Real estate made accessible.
Thanks to our platform, access fractional real estate now and build a profitable portfolio.
What is fractional real estate?
The principle of fractional real estate is to allow several investors to hold financial rights in real estate assets through companies, all managed by Shelters.
Investors can therefore subscribe to one or more bonds backed by real estate assets on our platform. These bonds entitle them to remuneration defined in advance, according to the terms set at issuance. In the future, other investment models may also be considered.
Our investment platform offers the possibility to enter the world of real estate investing through fractionalization, starting from as little as 10€!
100% European platform
Real estate for everyone, starting at 10€
A new, simple and accessible way to invest
Diversify your portfolio and boost your income
Why choose fractional real estate?
An accessible investment
A way to diversify your portfolio
No management: Shelters takes care of everything
Secondary market
Financial accessibility is one of the main benefits of fractional real estate. Investors who want to invest in real estate generally need significant capital, domain knowledge and time to buy an entire property. However, with fractional real estate, investors can buy a fraction of a property at a lower cost, with no specific expertise and in just a few minutes.
The fractional properties offered by Shelters may include commercial, residential or even garage assets. Buying fractions therefore enables greater diversification of real estate investments.
In addition, fractional real estate makes it possible to pool costs and risks, especially financial ones, among several investors. This reduces the entry ticket as well as each user's risk exposure.
The multiplication of transactions allows Shelters to optimize management costs for its clients. Thanks to this scale effect, favorable pricing terms can be negotiated with partners, reducing costs while maintaining a high-quality service.
Shelters assets.
Shelters and its partners cover the entire lifecycle of real estate operations: asset acquisition, renovation works, asset management and resale. Once the operation is structured, investors subscribe to bonds issued in connection with the project.
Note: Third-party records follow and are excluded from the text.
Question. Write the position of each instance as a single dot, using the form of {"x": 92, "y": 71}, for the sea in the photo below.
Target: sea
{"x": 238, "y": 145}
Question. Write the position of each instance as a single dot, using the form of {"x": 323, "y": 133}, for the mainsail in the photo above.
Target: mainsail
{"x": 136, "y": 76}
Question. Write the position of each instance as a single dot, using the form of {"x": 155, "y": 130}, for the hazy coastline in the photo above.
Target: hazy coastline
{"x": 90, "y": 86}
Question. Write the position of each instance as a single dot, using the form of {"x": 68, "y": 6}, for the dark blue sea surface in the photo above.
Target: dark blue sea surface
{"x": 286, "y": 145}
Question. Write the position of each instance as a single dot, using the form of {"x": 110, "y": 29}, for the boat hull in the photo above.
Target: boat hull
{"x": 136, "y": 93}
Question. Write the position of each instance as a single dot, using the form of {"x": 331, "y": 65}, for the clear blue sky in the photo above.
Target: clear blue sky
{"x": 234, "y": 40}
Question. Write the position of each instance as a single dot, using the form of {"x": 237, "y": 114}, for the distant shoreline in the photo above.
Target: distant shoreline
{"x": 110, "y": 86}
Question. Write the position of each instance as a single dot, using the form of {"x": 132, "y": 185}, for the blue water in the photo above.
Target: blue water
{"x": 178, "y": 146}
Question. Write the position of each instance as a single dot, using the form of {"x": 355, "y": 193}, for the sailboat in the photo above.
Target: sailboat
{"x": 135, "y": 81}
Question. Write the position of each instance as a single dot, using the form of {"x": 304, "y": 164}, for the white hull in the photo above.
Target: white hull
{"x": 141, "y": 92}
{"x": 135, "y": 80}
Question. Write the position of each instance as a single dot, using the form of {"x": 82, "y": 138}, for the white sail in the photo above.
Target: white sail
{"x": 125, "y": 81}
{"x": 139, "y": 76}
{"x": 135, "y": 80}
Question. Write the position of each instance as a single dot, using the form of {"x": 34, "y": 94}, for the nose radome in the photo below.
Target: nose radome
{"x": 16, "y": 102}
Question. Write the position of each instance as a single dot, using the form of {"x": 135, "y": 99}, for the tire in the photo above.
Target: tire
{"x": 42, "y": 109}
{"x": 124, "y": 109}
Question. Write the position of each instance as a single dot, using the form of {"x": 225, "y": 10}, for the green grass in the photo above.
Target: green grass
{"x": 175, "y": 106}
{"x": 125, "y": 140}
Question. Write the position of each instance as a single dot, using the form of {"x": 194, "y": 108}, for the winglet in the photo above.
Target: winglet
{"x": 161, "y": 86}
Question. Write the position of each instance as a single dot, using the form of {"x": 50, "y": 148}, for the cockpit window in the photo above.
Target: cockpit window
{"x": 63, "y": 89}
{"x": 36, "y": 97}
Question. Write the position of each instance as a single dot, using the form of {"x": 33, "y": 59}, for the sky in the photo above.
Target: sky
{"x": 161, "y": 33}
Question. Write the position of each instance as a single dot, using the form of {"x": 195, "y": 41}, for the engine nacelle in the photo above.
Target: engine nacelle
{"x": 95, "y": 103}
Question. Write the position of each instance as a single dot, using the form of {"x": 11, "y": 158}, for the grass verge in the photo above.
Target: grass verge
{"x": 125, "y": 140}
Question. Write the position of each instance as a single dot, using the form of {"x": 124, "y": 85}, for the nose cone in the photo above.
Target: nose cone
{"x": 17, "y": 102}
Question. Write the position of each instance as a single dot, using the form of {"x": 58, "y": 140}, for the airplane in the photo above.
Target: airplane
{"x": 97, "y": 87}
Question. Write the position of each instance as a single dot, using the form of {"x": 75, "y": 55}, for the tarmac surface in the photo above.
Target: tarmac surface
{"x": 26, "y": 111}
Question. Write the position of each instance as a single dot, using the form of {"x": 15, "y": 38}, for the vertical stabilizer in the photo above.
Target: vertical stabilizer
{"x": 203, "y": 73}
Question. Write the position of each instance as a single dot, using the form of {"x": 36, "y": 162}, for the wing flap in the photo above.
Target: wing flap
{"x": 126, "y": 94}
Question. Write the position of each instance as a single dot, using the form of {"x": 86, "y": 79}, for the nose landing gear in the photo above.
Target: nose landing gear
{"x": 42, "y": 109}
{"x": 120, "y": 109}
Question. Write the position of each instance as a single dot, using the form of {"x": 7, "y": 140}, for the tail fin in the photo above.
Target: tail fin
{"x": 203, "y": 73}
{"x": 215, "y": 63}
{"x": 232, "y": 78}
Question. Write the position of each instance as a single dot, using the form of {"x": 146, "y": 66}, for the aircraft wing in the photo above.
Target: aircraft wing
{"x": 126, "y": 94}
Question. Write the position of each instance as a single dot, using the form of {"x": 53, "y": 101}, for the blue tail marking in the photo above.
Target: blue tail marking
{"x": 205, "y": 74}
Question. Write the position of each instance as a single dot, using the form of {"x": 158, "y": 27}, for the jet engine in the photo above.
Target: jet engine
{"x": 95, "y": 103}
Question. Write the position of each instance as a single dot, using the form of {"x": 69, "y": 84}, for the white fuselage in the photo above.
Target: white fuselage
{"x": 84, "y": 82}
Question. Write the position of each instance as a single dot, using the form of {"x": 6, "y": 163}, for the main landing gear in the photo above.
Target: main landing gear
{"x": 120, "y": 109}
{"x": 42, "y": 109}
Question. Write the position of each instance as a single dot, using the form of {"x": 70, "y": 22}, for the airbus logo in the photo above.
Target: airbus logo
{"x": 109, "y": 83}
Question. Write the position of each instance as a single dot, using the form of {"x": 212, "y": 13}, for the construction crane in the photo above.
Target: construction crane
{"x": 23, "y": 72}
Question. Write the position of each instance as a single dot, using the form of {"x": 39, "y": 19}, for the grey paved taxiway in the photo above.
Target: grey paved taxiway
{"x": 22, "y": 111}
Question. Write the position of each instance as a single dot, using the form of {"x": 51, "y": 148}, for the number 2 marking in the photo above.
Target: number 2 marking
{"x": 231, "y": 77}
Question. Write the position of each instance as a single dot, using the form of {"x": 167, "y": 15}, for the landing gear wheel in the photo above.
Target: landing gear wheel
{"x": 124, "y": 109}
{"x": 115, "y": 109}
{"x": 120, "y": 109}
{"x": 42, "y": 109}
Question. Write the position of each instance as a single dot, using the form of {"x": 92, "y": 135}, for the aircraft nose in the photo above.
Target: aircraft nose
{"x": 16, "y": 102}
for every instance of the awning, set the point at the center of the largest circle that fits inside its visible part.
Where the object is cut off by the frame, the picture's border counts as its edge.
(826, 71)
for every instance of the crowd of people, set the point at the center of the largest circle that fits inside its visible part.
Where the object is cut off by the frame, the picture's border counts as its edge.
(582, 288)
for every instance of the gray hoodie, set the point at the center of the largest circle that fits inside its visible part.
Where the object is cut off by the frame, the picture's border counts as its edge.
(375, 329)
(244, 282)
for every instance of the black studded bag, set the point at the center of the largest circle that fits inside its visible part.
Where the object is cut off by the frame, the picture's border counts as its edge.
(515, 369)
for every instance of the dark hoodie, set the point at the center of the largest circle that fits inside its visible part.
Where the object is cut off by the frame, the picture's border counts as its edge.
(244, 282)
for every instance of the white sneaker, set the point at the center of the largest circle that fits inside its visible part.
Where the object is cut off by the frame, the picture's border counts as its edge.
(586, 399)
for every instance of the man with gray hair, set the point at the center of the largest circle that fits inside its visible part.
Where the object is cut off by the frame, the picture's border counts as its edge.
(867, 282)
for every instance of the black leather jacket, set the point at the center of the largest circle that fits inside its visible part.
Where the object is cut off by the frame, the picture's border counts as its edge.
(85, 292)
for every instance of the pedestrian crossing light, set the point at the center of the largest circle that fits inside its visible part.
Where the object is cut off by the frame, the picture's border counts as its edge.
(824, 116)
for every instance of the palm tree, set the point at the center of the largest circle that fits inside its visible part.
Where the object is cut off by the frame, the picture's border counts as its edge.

Each subscription results in the issuance of a bond, whose representation is recorded on the MultiversX blockchain (see the "How it works" page). This tokenization ensures transparency, traceability and simplicity in investment monitoring.
How are our assets protected?
Shelters pays particular attention to securing assets and operations. The protection put in place depends on the nature of each project. For rental operations, insurance policies may be subscribed to on a case-by-case basis, including non-owner occupancy insurance (PNO) and, where relevant, rent guarantee insurance (GLI). For renovation or construction works, Shelters relies on companies that hold the required insurance policies, including ten-year structural warranty coverage, to cover risks related to construction or renovation. As a result, each operation is subject to a specific analysis in order to implement the most appropriate protection mechanisms.
What about management?
Shelters and its partners identify, for each operation, the most relevant counterparties, tenants, buyers or takeover parties, depending on the project type, in order to ensure proper execution. Management, maintenance and, when necessary, works are also handled, with a view to optimizing asset value and performance over the long term.
Many benefits
This process offers many advantages for all stakeholders. Investors gain access to quality real estate assets with a defined return, without worrying about management or maintenance. Occupants, whether tenants, new buyers in property trading operations, or holidaymakers for hospitality assets, benefit from renovated, comfortable properties that comply with applicable standards. In addition, tokenization on the MultiversX blockchain ensures greater transparency and simplifies real estate portfolio monitoring for investors. Finally, this approach contributes to the enhancement and revitalization of real estate assets, with a positive impact on the overall market.